General Charles De Gaulle was keen to unite these different resistance groups under his leadership. In January, 1942, Jean Moulin, who had spent time in London with De Gaulle, was sent back to France and was given the task of uniting the various groups into one organization. Over the next few months Moulin arranged meetings with Jean-Pierre Lévy, Pierre Villon, Pierre Brossolette, Henry Frenay, Emmanuel d'Astier, and other leaders of the French Resistance.
After much discussion Jean Moulin persuaded the eight major resistance groups to form the Conseil National de la Resistance (CNR) and the first joint meeting under Moulin's chairmanship took place in Paris on 27th May 1943. When Moulin was arrested in June, 1943, Georges Bidault became president of the CNR.
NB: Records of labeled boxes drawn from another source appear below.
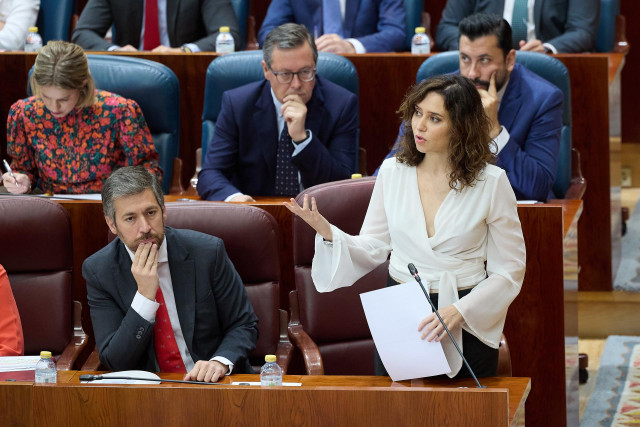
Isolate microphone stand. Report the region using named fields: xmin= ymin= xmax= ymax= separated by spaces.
xmin=409 ymin=263 xmax=487 ymax=388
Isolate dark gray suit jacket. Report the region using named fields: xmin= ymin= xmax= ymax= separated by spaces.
xmin=82 ymin=227 xmax=258 ymax=373
xmin=436 ymin=0 xmax=600 ymax=53
xmin=71 ymin=0 xmax=240 ymax=51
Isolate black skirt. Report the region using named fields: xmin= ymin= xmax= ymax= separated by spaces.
xmin=374 ymin=276 xmax=498 ymax=378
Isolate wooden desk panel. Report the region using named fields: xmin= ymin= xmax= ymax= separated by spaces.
xmin=50 ymin=196 xmax=568 ymax=425
xmin=22 ymin=372 xmax=531 ymax=426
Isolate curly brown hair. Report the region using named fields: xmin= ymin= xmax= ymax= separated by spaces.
xmin=396 ymin=74 xmax=496 ymax=191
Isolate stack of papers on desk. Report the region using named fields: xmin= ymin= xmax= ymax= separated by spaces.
xmin=0 ymin=356 xmax=40 ymax=372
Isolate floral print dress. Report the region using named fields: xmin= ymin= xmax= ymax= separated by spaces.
xmin=7 ymin=90 xmax=162 ymax=194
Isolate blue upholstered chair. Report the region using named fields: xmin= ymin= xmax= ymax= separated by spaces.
xmin=36 ymin=0 xmax=76 ymax=45
xmin=416 ymin=51 xmax=584 ymax=199
xmin=231 ymin=0 xmax=251 ymax=51
xmin=28 ymin=55 xmax=180 ymax=193
xmin=202 ymin=50 xmax=359 ymax=171
xmin=404 ymin=0 xmax=424 ymax=51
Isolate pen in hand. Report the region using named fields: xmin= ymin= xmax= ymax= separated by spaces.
xmin=2 ymin=159 xmax=20 ymax=187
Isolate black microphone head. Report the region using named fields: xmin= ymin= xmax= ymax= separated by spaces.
xmin=408 ymin=262 xmax=418 ymax=277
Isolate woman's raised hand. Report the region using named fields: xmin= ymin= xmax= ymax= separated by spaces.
xmin=284 ymin=194 xmax=333 ymax=242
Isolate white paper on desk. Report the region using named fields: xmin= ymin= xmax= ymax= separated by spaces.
xmin=360 ymin=283 xmax=451 ymax=381
xmin=0 ymin=356 xmax=40 ymax=372
xmin=82 ymin=371 xmax=160 ymax=384
xmin=51 ymin=193 xmax=102 ymax=200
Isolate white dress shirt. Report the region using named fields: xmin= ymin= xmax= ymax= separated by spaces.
xmin=502 ymin=0 xmax=558 ymax=53
xmin=311 ymin=157 xmax=526 ymax=377
xmin=0 ymin=0 xmax=40 ymax=50
xmin=125 ymin=239 xmax=233 ymax=375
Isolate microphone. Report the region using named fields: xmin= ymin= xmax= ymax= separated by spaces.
xmin=408 ymin=262 xmax=487 ymax=388
xmin=80 ymin=374 xmax=230 ymax=385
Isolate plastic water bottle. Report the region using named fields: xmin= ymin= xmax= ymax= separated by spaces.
xmin=216 ymin=27 xmax=235 ymax=53
xmin=260 ymin=354 xmax=282 ymax=387
xmin=24 ymin=27 xmax=42 ymax=52
xmin=36 ymin=351 xmax=58 ymax=384
xmin=411 ymin=27 xmax=431 ymax=54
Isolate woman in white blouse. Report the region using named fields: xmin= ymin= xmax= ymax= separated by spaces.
xmin=285 ymin=75 xmax=525 ymax=377
xmin=0 ymin=0 xmax=40 ymax=50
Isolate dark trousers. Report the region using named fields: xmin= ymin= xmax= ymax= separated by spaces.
xmin=373 ymin=276 xmax=498 ymax=378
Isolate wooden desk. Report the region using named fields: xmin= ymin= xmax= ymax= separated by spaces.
xmin=0 ymin=372 xmax=531 ymax=427
xmin=47 ymin=196 xmax=581 ymax=425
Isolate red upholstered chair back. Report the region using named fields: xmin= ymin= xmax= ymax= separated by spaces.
xmin=166 ymin=202 xmax=280 ymax=366
xmin=0 ymin=196 xmax=73 ymax=355
xmin=293 ymin=177 xmax=388 ymax=375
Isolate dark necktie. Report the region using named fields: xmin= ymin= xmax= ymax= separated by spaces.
xmin=322 ymin=0 xmax=342 ymax=37
xmin=153 ymin=288 xmax=187 ymax=374
xmin=142 ymin=0 xmax=160 ymax=50
xmin=275 ymin=122 xmax=300 ymax=197
xmin=511 ymin=0 xmax=529 ymax=49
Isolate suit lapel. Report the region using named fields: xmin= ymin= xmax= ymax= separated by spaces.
xmin=533 ymin=0 xmax=544 ymax=33
xmin=498 ymin=64 xmax=522 ymax=129
xmin=116 ymin=244 xmax=138 ymax=313
xmin=166 ymin=227 xmax=196 ymax=352
xmin=255 ymin=81 xmax=280 ymax=182
xmin=342 ymin=0 xmax=361 ymax=38
xmin=305 ymin=78 xmax=327 ymax=141
xmin=167 ymin=0 xmax=180 ymax=46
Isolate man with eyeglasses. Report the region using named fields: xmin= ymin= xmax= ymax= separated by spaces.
xmin=198 ymin=24 xmax=358 ymax=202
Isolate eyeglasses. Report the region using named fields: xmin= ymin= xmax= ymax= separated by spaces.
xmin=269 ymin=67 xmax=316 ymax=84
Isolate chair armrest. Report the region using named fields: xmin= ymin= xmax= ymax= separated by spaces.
xmin=613 ymin=15 xmax=631 ymax=55
xmin=81 ymin=347 xmax=104 ymax=371
xmin=57 ymin=301 xmax=88 ymax=371
xmin=289 ymin=291 xmax=324 ymax=375
xmin=564 ymin=181 xmax=587 ymax=200
xmin=276 ymin=310 xmax=293 ymax=375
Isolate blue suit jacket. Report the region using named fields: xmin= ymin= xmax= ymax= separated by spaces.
xmin=82 ymin=227 xmax=258 ymax=373
xmin=376 ymin=63 xmax=564 ymax=201
xmin=198 ymin=77 xmax=358 ymax=200
xmin=258 ymin=0 xmax=406 ymax=52
xmin=436 ymin=0 xmax=600 ymax=53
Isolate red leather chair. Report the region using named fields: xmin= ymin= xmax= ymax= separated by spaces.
xmin=289 ymin=178 xmax=388 ymax=375
xmin=289 ymin=177 xmax=511 ymax=376
xmin=166 ymin=202 xmax=293 ymax=373
xmin=0 ymin=196 xmax=87 ymax=370
xmin=82 ymin=201 xmax=293 ymax=372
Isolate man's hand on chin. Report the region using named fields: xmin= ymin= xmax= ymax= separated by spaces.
xmin=184 ymin=360 xmax=229 ymax=383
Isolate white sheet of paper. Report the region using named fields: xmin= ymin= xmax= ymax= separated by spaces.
xmin=82 ymin=371 xmax=160 ymax=384
xmin=360 ymin=283 xmax=451 ymax=381
xmin=231 ymin=381 xmax=302 ymax=387
xmin=0 ymin=356 xmax=40 ymax=372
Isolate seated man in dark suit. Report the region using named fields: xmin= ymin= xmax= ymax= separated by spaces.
xmin=378 ymin=13 xmax=563 ymax=201
xmin=198 ymin=24 xmax=358 ymax=202
xmin=258 ymin=0 xmax=406 ymax=53
xmin=71 ymin=0 xmax=240 ymax=52
xmin=82 ymin=166 xmax=258 ymax=382
xmin=436 ymin=0 xmax=600 ymax=53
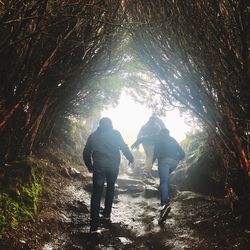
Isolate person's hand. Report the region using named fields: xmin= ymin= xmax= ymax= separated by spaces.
xmin=88 ymin=166 xmax=93 ymax=173
xmin=131 ymin=142 xmax=139 ymax=149
xmin=128 ymin=159 xmax=134 ymax=168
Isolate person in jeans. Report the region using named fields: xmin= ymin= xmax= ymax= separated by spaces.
xmin=83 ymin=117 xmax=134 ymax=233
xmin=137 ymin=114 xmax=165 ymax=182
xmin=131 ymin=128 xmax=185 ymax=223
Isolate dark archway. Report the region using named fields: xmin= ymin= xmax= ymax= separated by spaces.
xmin=0 ymin=0 xmax=250 ymax=227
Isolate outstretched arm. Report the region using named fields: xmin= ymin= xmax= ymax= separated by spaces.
xmin=83 ymin=138 xmax=93 ymax=172
xmin=118 ymin=133 xmax=134 ymax=163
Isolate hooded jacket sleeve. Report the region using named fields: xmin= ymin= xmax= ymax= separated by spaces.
xmin=83 ymin=136 xmax=93 ymax=169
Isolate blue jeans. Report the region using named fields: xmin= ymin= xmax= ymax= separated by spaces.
xmin=90 ymin=167 xmax=119 ymax=229
xmin=158 ymin=158 xmax=178 ymax=206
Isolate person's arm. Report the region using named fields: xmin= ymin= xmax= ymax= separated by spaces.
xmin=117 ymin=131 xmax=134 ymax=163
xmin=176 ymin=142 xmax=185 ymax=161
xmin=83 ymin=137 xmax=93 ymax=172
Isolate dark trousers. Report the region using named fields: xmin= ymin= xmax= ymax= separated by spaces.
xmin=90 ymin=168 xmax=119 ymax=230
xmin=158 ymin=157 xmax=178 ymax=205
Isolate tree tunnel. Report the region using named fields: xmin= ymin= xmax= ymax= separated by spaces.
xmin=0 ymin=0 xmax=250 ymax=229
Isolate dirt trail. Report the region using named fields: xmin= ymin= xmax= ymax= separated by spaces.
xmin=42 ymin=172 xmax=250 ymax=250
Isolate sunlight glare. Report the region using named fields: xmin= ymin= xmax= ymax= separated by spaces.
xmin=102 ymin=92 xmax=192 ymax=145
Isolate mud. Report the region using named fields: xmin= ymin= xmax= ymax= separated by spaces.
xmin=43 ymin=172 xmax=250 ymax=250
xmin=0 ymin=166 xmax=250 ymax=250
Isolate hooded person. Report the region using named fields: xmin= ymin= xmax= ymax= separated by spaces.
xmin=137 ymin=114 xmax=165 ymax=181
xmin=83 ymin=117 xmax=134 ymax=233
xmin=131 ymin=128 xmax=185 ymax=223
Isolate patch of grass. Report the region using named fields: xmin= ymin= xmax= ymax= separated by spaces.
xmin=0 ymin=157 xmax=44 ymax=235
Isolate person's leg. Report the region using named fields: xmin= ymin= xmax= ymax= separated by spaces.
xmin=103 ymin=168 xmax=119 ymax=218
xmin=158 ymin=162 xmax=171 ymax=223
xmin=90 ymin=170 xmax=105 ymax=231
xmin=158 ymin=165 xmax=169 ymax=205
xmin=143 ymin=144 xmax=154 ymax=174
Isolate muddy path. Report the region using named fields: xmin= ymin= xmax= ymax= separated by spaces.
xmin=42 ymin=171 xmax=250 ymax=250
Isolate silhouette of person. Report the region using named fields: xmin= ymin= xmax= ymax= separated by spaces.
xmin=131 ymin=128 xmax=185 ymax=223
xmin=83 ymin=117 xmax=134 ymax=233
xmin=137 ymin=114 xmax=165 ymax=180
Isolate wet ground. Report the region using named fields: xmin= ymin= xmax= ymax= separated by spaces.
xmin=40 ymin=172 xmax=250 ymax=250
xmin=1 ymin=165 xmax=250 ymax=250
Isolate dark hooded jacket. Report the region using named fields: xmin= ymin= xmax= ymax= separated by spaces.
xmin=83 ymin=121 xmax=133 ymax=169
xmin=134 ymin=128 xmax=185 ymax=162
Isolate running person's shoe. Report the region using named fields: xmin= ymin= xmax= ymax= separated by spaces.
xmin=142 ymin=171 xmax=156 ymax=185
xmin=159 ymin=203 xmax=171 ymax=223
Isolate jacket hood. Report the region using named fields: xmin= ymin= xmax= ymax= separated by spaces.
xmin=98 ymin=117 xmax=113 ymax=131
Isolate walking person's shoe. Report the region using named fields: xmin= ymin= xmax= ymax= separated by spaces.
xmin=142 ymin=171 xmax=155 ymax=185
xmin=159 ymin=203 xmax=171 ymax=223
xmin=89 ymin=227 xmax=100 ymax=235
xmin=100 ymin=216 xmax=111 ymax=229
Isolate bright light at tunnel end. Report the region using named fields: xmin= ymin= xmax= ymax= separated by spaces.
xmin=102 ymin=92 xmax=193 ymax=145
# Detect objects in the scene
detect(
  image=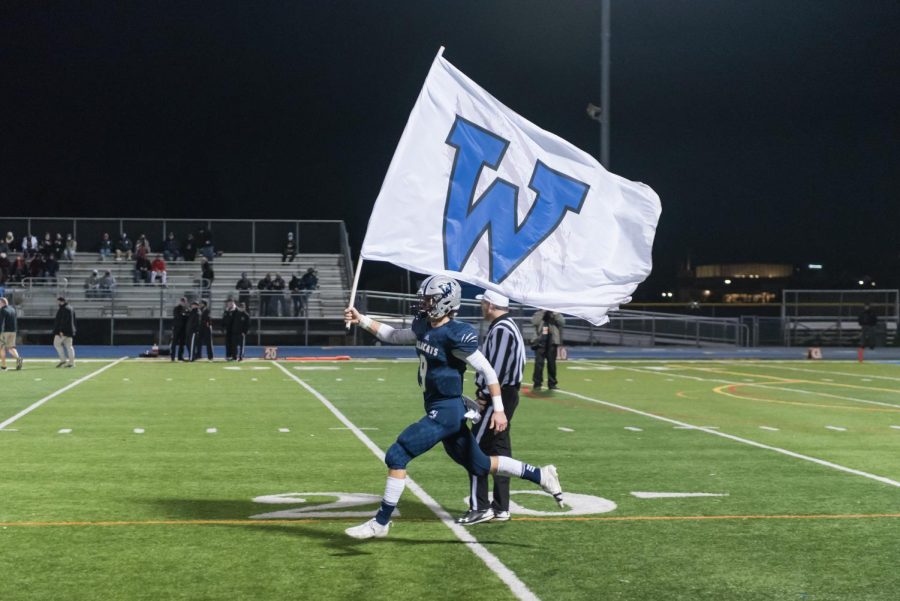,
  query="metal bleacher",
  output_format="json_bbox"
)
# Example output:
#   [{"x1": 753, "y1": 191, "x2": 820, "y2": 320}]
[{"x1": 7, "y1": 253, "x2": 349, "y2": 319}]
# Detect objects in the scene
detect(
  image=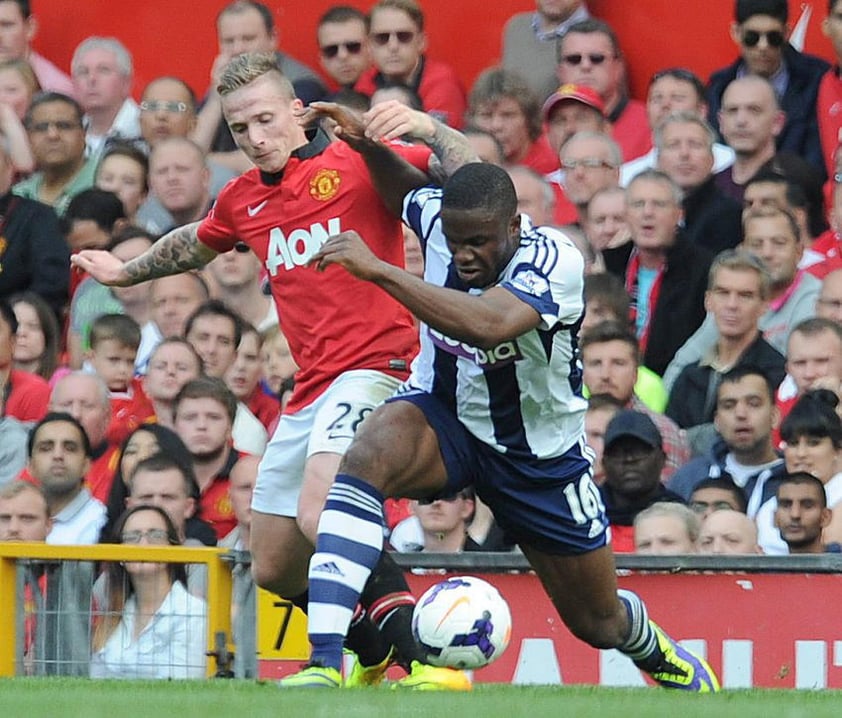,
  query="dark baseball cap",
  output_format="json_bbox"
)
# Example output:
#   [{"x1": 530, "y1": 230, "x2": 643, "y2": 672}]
[{"x1": 604, "y1": 409, "x2": 663, "y2": 450}]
On 15th March, 1944, the CNR published a charter that demanded a series of social and economic reforms should be implemented after the liberation of France. This included the establishment of universal suffrage and the equality of all citizens. The charter claimed that to ensure true equality it would be necessary to nationalize the large industrial and financial companies. It also called for a minimum wage, independent trade unions, comprehensive social security, worker participation in management, educational equality, and the extension of political, social and economic rights to colonial citizens.
The Constituent Assembly established in 1945 made attempts to satisfy the demands of the CNR Charter. This included the nationalization of the coal fields, the gas and electric companies, five of the leading French banks, the Renault factories and the aircraft industries. Universal suffrage was introduced and social security system was improved.